In the local Chinese restaurants, when ordering take-out, one has to ask for a quantity in grams.  Being a dumb American, grams mean nothing to me.  Must resort to trial and error.  100 grams is really not much.  For two people, you have to order at least 400 grams of rice.

 

 

June 20: Johnathan Harvey

 

Schoenberg – Serenade, Op. 24, Ensemble TM+

Harvey- Mythic Figures, Song Offerings

 

Arditti String Quartet

Oliveira – Labirinto

James Dillon – The Soadie Waste

Harvey – Fourth String Quartet.

 

The relatively new thirty-five minute string quartet (+ electronics) is the closest work I have ever heard to a work about pure duration, without materials.  Of course, there are sounds, light scratch tones, chords, melodies...but the sounds themselves, seemed secondary.  This piece transported the listener to a place beyond music.  A contemporary masterpiece. 

 

Calvino says that Cioran said that Socrates, when waiting for his dose of Hemlock, was lear!ning a new melody on the flute.  His disciples asked “but what good would knowing that melody do you when you are gone?” 
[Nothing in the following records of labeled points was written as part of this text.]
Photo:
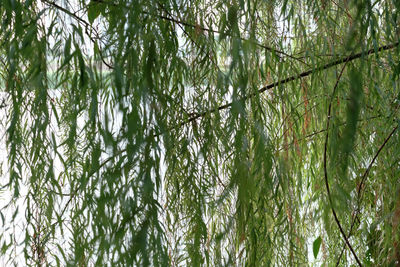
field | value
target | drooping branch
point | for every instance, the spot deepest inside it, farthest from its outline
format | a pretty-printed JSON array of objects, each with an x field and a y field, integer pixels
[
  {"x": 359, "y": 190},
  {"x": 287, "y": 80},
  {"x": 326, "y": 171}
]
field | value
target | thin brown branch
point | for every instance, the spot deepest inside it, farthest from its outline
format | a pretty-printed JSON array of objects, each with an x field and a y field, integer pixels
[
  {"x": 287, "y": 80},
  {"x": 85, "y": 23},
  {"x": 359, "y": 190},
  {"x": 326, "y": 171}
]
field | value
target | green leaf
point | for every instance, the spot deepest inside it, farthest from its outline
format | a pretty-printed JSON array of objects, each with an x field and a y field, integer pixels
[
  {"x": 94, "y": 10},
  {"x": 316, "y": 246}
]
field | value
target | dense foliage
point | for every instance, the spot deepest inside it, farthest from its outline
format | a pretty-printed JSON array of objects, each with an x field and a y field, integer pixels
[{"x": 200, "y": 133}]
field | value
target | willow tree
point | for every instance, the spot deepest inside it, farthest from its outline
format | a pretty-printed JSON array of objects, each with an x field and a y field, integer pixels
[{"x": 200, "y": 133}]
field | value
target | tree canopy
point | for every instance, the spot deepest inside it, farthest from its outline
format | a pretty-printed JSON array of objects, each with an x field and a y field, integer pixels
[{"x": 200, "y": 133}]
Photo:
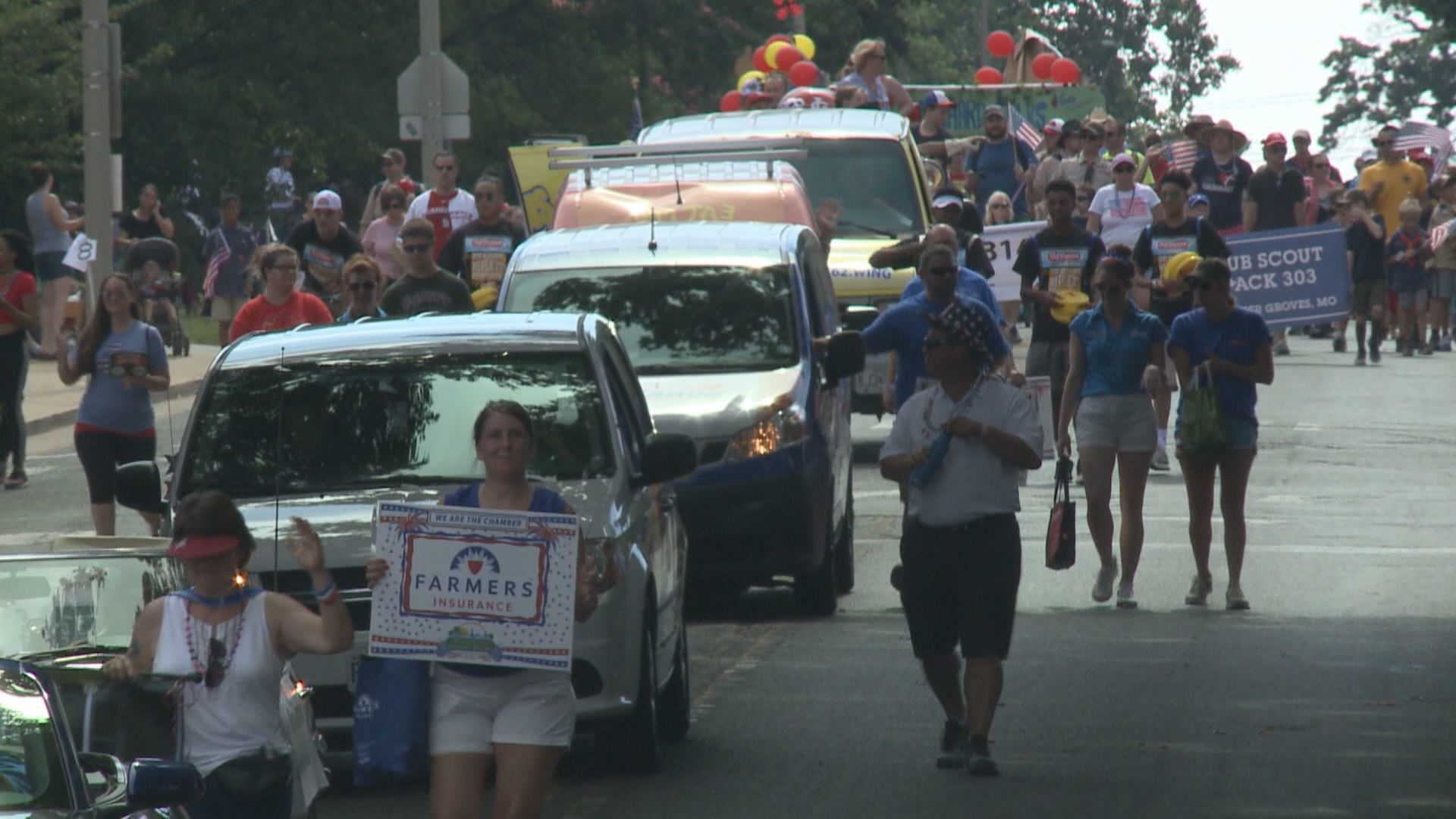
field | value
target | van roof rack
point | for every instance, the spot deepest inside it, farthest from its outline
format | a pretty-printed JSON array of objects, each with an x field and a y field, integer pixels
[{"x": 631, "y": 155}]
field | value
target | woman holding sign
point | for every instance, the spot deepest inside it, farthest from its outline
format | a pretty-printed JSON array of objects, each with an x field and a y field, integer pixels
[
  {"x": 519, "y": 720},
  {"x": 126, "y": 360}
]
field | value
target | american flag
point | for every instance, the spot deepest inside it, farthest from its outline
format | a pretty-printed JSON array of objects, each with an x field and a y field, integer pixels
[
  {"x": 215, "y": 264},
  {"x": 1181, "y": 155},
  {"x": 1442, "y": 232},
  {"x": 1421, "y": 134}
]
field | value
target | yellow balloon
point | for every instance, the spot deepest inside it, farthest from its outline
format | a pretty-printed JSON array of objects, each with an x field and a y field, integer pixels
[
  {"x": 772, "y": 52},
  {"x": 755, "y": 74}
]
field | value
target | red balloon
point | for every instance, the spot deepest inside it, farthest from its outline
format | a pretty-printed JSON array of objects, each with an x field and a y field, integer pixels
[
  {"x": 761, "y": 60},
  {"x": 804, "y": 74},
  {"x": 1041, "y": 66},
  {"x": 1001, "y": 44},
  {"x": 789, "y": 57},
  {"x": 987, "y": 76},
  {"x": 1065, "y": 72}
]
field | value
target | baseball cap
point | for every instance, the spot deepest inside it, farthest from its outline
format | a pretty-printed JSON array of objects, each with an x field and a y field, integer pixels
[
  {"x": 938, "y": 99},
  {"x": 327, "y": 200},
  {"x": 196, "y": 547}
]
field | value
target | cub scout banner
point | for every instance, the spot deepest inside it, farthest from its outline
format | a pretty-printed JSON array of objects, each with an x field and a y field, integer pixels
[{"x": 475, "y": 586}]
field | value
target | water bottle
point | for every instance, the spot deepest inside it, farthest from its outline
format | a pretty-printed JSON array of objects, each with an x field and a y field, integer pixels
[{"x": 922, "y": 475}]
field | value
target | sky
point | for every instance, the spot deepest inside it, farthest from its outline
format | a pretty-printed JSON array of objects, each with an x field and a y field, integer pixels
[{"x": 1277, "y": 88}]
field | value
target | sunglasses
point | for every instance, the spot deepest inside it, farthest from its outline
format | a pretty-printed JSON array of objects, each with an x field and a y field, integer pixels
[{"x": 216, "y": 653}]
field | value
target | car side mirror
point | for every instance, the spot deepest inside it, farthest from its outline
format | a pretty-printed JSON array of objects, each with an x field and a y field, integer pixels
[
  {"x": 139, "y": 487},
  {"x": 162, "y": 783},
  {"x": 843, "y": 357},
  {"x": 858, "y": 316},
  {"x": 667, "y": 457}
]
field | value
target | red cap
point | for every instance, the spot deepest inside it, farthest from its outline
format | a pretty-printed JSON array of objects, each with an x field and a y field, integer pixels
[{"x": 196, "y": 547}]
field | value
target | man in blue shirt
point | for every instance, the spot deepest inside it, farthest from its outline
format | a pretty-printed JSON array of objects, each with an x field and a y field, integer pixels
[{"x": 1002, "y": 164}]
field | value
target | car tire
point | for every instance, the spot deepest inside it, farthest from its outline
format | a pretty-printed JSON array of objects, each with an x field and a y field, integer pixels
[
  {"x": 635, "y": 741},
  {"x": 817, "y": 592},
  {"x": 674, "y": 706},
  {"x": 845, "y": 550}
]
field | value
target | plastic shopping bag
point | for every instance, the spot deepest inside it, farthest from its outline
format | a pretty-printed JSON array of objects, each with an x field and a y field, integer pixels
[{"x": 391, "y": 722}]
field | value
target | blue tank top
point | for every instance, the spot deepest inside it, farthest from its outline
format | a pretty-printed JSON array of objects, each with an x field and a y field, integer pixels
[{"x": 542, "y": 500}]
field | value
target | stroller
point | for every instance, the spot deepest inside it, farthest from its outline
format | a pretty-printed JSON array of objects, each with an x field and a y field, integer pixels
[{"x": 152, "y": 265}]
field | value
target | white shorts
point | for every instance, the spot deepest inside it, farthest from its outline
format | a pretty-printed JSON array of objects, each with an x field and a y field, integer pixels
[
  {"x": 1125, "y": 423},
  {"x": 469, "y": 714}
]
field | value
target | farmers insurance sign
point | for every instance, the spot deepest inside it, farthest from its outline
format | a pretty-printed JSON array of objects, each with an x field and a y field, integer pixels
[
  {"x": 1292, "y": 278},
  {"x": 475, "y": 586}
]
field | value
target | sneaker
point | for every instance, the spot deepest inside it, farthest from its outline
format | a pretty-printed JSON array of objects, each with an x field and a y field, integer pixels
[
  {"x": 1125, "y": 595},
  {"x": 1235, "y": 599},
  {"x": 1200, "y": 591},
  {"x": 979, "y": 765},
  {"x": 952, "y": 745},
  {"x": 1103, "y": 589},
  {"x": 1161, "y": 460}
]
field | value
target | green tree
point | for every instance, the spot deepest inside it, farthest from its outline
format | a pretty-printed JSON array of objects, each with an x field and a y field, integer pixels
[{"x": 1413, "y": 72}]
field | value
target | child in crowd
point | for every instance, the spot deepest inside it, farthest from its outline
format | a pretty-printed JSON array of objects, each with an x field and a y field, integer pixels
[{"x": 1405, "y": 256}]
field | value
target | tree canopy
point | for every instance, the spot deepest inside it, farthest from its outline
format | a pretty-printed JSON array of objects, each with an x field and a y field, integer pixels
[{"x": 1416, "y": 71}]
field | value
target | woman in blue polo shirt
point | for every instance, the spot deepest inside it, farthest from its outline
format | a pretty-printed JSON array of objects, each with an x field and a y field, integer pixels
[
  {"x": 1237, "y": 347},
  {"x": 1114, "y": 362}
]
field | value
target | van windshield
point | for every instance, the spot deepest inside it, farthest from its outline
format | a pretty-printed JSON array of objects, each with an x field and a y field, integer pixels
[
  {"x": 384, "y": 420},
  {"x": 676, "y": 319},
  {"x": 873, "y": 183}
]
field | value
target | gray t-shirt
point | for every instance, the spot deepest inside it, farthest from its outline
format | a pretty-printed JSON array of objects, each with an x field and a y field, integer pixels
[
  {"x": 441, "y": 293},
  {"x": 973, "y": 482}
]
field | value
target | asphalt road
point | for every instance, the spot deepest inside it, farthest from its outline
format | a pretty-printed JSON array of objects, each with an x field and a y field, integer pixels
[{"x": 1335, "y": 695}]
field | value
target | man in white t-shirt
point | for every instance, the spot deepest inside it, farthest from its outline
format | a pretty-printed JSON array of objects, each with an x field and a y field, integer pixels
[
  {"x": 1120, "y": 210},
  {"x": 444, "y": 206},
  {"x": 962, "y": 545}
]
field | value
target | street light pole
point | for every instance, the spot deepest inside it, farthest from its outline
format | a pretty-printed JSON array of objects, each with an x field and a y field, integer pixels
[
  {"x": 96, "y": 126},
  {"x": 431, "y": 86}
]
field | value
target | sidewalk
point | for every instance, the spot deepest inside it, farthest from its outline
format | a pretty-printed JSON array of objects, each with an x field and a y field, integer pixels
[{"x": 50, "y": 404}]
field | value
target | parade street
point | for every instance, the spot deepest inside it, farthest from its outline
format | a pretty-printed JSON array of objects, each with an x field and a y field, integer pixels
[{"x": 1335, "y": 695}]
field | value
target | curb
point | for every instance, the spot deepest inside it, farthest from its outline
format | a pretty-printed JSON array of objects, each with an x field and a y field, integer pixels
[{"x": 57, "y": 420}]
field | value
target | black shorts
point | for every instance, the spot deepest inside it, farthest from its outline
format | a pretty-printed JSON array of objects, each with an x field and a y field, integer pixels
[
  {"x": 960, "y": 586},
  {"x": 101, "y": 452}
]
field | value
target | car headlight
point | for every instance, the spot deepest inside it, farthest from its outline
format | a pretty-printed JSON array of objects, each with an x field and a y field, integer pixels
[{"x": 778, "y": 428}]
What good is having traveled?  What good is having created?  What good is having lived?  Why is it our tendency to try to hold onto the present as well as to the past when it is so fleeting? 

Tomorrow is the last day at Ircam.  Four weeks reduced to one day.  Tomorrow will be the last time I will make the walk from my apartment to Ircam.  Most likely, the morning will be overcast, and it will clear in the afternoon.